[citation][nom]dakota75[/nom]The price of a book has to cover the cost of the paper, the printing, distribution and storage. These are all overheads that don't apply to ebooks. So there is absolutely no reason why an ebook should ever cost more than a physical book. Even selling them for the same price is excessive.[/citation]
it can be argued that the information in the book is what you sell, and the paper is a write off, however this would be in the case of informative books, and not a romance book.
[citation][nom]jacekring[/nom]This is stupid...it's like saying that Microsoft can't legally sell xbox 360's at a loss even though it's making up the money through games sales.Amazon sells books at a loss and makes up it's profits through kindle sales. Same thing except in reverse. Price fixing is never a good thing and only hurts the consumers.I can see why B&N is on the side of the publishers...since they own brick and mortar stores, and most of it's revenue is from paperback sales not ebook sales.I think Amazon should starts it's own publishing house for e-book exclusives. Where authors can put submit books to Amazon for publishing, amazon would promote the good ones and give say 40% of the sale directly back to the author. Cutting out the traditional publishing house completely.[/citation]
kindle probably sold at cost or at a loss, at least when first introduced, to help establish itself at a product. its like how the ps3 was sold at 600$ when estimates put it over 840.35 (quick search, i have heard over 1000$) and they sold it just to make damn sure blu ray won the format war.
[citation][nom]palladin9479[/nom]The publishers were price fixing to protect the brick and mortar stores from competition. That Apple would lead such a blatantly illegal scheme is ... wow.The no bull quote from jobs's own mouth says it all.[/citation]
um... online digital downloads of videogames, and physical copies. they are the same price to protect their brick and mortar sales.
its not hard to find how common this crap is.
[citation][nom]jacekring[/nom]If I got it opposite, then it's only because the article has it opposite:[citation] To get readers into purchasing a Kindle device, Amazon thus stocked its virtual warehouse full of ebook best sellers priced at $9.99 or less, selling them for less that it paid for each to publishers.[/citation][/citation]

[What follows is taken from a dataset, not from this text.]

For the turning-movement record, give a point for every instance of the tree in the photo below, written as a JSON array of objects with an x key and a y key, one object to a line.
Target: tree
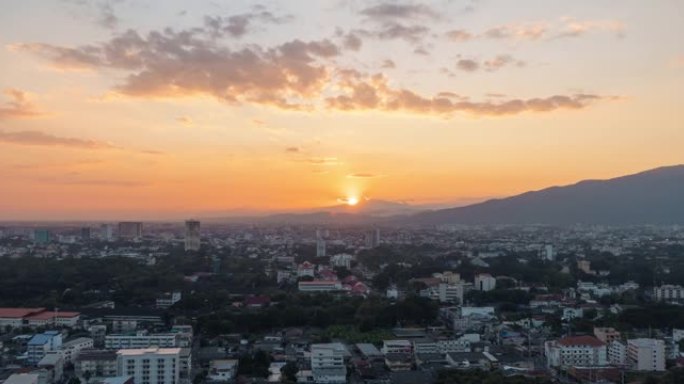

you didnt get it opposite, they were talking about the eairly days there, and you didnt take into account the pushing of a new format... they took an over all expected loss to push a format and a way of thinking.
[citation][nom]bystander[/nom]I agree that it's crap, but ebooks have their costs too, such as secure servers and internet connections. They are still going to be cheaper than books, but they do have overhead.[/citation]
put 2-10mb book on a server, have it downloaded once (usually) per person, go on to next.
you know, any youtube video is larger than damn near any book, and youtube is close to breaking even with advertisements that pay out 3$-10$ per 1000 views. call me crazy, but any overhead in the ebook trade is marginal at best.